Il padiglione bunker dello Spallanzani, considerato un modello, è ancora inattivo. ?E il rischio è che in provincia il personale non sia preparato. Mentre il virus non permette errori
di Fabrizio Gatti
17 ottobre 2014
Più che il virus, il pericolo in Italia per ora sono le procedure fai-da-te. I pronto soccorso si stanno attrezzando con camere di isolamento e personale addestrato per accogliere eventuali malati di Ebola. Come ha annunciato pochi giorni fa l’ospedale universitario “Ruggi d’Aragona” a Salerno: qui saranno garantite le prime cure in attesa del trasferimento del paziente, come previsto, all’Istituto nazionale “Spallanzani” di Roma, punto di riferimento per il Centro e il Sud. È una sfida per l’azienda universitaria campana: solo un anno fa il primario di malattie infettive aveva denunciato l’impreparazione del suo stesso reparto a gestire qualunque emergenza. Un uomo, 42 anni, gravemente malato di Aids, era morto per febbre alta e disidratazione: era rimasto su una barella perché dopo una drastica riduzione, non c’erano più letti liberi. Hanno studiato il caso? È stato migliorato il coordinamento con gli altri ospedali della Campania? Non proprio: il primario ha protestato sui giornali, la commissione disciplinare ha deciso la sua sospensione temporanea da incarico e stipendio.

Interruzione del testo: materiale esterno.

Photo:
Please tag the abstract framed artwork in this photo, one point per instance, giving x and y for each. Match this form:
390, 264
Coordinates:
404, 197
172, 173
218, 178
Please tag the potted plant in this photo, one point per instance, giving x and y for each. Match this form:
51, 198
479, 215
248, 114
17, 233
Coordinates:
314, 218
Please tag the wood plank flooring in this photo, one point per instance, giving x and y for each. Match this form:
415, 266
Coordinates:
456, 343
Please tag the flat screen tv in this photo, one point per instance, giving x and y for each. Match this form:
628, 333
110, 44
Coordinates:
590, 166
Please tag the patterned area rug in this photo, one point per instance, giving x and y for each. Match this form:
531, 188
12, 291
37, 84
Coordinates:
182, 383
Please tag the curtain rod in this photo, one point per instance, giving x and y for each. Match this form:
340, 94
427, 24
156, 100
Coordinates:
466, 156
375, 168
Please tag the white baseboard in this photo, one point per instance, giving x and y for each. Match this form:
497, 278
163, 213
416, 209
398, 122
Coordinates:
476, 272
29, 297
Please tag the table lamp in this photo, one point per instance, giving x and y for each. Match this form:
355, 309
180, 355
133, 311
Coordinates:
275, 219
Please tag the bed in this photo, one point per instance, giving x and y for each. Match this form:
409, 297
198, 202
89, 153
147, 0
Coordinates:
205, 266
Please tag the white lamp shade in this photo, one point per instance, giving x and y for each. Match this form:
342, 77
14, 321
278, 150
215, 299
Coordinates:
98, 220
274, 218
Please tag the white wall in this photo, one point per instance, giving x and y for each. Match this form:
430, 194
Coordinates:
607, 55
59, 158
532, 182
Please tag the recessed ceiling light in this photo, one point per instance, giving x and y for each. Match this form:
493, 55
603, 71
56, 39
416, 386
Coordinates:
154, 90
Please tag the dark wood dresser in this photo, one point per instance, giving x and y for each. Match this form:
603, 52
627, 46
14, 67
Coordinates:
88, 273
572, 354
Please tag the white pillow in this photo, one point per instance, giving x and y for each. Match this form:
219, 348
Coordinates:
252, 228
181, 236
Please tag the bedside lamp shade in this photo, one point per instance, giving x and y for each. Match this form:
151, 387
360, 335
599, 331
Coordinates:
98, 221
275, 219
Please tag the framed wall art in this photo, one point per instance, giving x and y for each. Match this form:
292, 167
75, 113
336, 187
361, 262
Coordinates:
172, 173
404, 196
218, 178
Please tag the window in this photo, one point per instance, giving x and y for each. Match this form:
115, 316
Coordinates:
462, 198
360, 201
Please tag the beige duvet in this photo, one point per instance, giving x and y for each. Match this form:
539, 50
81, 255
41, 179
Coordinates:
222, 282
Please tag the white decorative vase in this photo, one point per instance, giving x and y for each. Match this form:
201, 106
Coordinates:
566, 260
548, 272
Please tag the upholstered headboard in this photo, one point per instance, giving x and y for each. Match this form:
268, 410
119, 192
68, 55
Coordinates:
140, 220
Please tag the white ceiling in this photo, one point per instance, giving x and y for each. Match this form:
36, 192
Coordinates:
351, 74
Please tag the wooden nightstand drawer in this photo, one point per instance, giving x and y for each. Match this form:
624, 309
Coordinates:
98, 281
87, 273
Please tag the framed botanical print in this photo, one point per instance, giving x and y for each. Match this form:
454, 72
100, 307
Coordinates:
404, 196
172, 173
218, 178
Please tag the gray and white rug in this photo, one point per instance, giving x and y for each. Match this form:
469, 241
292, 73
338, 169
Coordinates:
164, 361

È così che una delle principali unità di malattie infettive del Sud si sta preparando al suo paziente zero. Mentre si dà per scontato che gli istituti nazionali di riferimento, il “Sacco” di Milano e lo “Spallanzani” di Roma, siano all’altezza della situazione. Ma se l’Europa si mobilita, proprio allo “Spallanzani” il nuovissimo e costosissimo blocco da 20 posti letto ad alto isolamento, costruito per trenta milioni dalla Protezione civile di Guido Bertolaso e dalla cricca di Angelo Balducci, è chiuso. Le luci sono spente. Il piazzale deserto. I davanzali e i vetri blindati alle finestre sono ricoperti di sporco e polvere. Insomma in questo bunker di cemento armato gli standard, almeno quelli di igiene generale, non sembrano essere una priorità.
Quanto possa costare caro il mancato rispetto dei protocolli, lo dimostrano le due infermiere contagiate mentre accudivano i due pazienti, poi morti, ricoverati in Spagna e negli Stati Uniti. Le corrette procedure di isolamento in Italia sono comunque di buon livello, secondo Zeno Bisoffi, direttore del Centro malattie tropicali dell’ospedale Sacro Cuore di Negrar, in provincia di Verona: «Con il virus Ebola, il problema è avere ovunque personale che conosce tutti i movimenti che deve fare. Se la procedura è rispettata, non c’è il minimo rischio».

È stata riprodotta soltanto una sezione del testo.